The rest of the fallout from that draft included the NHL going to a lottery system whereby the lower you finished, while giving you a better chance at gaining the number one overall pick, did not guarantee you the first pick. The Devils, with Muller, would actually see more immediate improvement than the Penguins (making the playoffs in 1988 and going all the way to the Wales Conference Finals that year) while the Pens would not make the playoffs for the first time in the Lemieux era until 1989. However, by 1991, the Devils would trade “Captain Kirk” to the Canadiens for Tom Chorske and Stephane Richer, who was a key component on the Devils first Stanley Cup team in 1995.
In the end, it could be said that everything worked out for everyone involved: the Penguins got Mario and he led them to two Stanley Cups as a player and a third as team owner. But more importantly on the Pittsburgh side of things: he helped keep the team in the city not once, but twice. From the NHL’s perspective, they got a superstar player who would help revitalize a team that was a doormat really since their inception into the league and got incentive to fix a draft system that was broken. The Devils got an immediate superstar in Kirk Muller, who would lead them through the late 80s as captain and undisputed leader. His trade to Montreal would also bring them one of the bigger figures from their ’95 Cup team.

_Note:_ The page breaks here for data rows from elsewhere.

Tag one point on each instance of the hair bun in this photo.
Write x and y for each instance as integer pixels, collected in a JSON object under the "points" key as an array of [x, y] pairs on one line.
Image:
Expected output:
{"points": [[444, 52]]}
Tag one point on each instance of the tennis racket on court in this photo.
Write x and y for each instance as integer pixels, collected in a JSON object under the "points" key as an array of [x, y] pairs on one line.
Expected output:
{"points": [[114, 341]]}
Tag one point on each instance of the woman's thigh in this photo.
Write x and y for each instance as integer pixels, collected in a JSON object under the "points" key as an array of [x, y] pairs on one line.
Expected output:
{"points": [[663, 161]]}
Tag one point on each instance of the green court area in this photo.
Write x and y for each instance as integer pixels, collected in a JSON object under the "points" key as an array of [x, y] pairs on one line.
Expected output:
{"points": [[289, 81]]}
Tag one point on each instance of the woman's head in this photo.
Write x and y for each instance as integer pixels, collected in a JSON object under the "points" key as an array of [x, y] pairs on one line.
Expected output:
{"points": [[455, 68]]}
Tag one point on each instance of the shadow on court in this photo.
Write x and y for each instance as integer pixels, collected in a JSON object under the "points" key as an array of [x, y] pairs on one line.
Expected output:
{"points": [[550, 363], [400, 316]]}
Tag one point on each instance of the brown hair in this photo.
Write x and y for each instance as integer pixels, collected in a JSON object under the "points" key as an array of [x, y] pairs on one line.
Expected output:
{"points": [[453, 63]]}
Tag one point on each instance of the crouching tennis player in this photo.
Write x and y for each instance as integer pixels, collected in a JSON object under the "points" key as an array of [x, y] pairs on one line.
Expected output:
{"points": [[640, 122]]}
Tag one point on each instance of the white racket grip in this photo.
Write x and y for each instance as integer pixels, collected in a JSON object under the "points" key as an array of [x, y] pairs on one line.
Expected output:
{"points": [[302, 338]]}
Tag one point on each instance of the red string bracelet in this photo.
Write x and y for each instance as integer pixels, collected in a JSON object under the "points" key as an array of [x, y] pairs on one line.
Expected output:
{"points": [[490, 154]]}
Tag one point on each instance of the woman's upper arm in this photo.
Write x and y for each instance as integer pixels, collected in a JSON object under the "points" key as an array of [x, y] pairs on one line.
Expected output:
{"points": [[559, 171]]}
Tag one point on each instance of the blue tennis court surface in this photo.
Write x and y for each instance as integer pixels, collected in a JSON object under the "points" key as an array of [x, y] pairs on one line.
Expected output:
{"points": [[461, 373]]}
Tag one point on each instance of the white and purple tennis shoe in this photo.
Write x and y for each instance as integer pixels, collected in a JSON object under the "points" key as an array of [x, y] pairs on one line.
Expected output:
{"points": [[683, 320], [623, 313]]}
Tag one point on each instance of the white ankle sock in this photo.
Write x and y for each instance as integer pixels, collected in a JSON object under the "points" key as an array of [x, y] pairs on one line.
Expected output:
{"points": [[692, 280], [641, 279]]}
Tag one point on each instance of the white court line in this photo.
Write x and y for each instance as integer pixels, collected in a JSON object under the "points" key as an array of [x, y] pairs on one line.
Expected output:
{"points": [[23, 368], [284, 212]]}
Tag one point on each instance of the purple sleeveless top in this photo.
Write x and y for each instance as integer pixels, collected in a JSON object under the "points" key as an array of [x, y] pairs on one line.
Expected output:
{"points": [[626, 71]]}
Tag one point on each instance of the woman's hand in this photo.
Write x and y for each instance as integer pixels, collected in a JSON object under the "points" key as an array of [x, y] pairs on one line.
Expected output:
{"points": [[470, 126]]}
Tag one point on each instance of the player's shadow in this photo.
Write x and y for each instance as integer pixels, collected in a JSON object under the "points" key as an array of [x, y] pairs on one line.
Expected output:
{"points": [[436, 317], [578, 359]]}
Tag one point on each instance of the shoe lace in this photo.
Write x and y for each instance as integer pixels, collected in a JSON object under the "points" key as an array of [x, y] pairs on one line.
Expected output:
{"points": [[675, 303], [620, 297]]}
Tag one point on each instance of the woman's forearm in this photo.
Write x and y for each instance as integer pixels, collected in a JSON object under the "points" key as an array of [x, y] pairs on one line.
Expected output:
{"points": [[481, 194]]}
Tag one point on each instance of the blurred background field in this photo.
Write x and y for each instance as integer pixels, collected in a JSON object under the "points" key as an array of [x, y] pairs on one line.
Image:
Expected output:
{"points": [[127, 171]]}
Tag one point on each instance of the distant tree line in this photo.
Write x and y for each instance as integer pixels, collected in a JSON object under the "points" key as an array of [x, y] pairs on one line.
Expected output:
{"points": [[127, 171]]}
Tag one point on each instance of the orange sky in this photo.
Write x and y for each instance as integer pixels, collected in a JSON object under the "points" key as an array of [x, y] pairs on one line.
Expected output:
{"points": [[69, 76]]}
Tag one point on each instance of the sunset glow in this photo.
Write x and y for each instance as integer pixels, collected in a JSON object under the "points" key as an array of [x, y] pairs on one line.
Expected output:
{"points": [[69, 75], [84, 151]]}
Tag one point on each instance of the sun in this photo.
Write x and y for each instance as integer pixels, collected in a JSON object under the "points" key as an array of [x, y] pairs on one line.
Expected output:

It is easy to look back at this whole affair with 20/20 hindsight and see how everything played out fine for both the teams and the league. Both the Pens and the Devils have the same number of Cups today at three, so we could say that everything worked out. Conversely, there could be a tendency to say that the Devils got the short end of the stick and that they could have had even more should Lemieux been drafted by them. It did not work out that way and we will never know. What is known is how deathly serious getting Mario was at the time. The Devils and the Penguins were in dire straits as franchises and Lemieux was a franchise player, he could only go to one team, but the hockey world got two stable, great franchises out of him.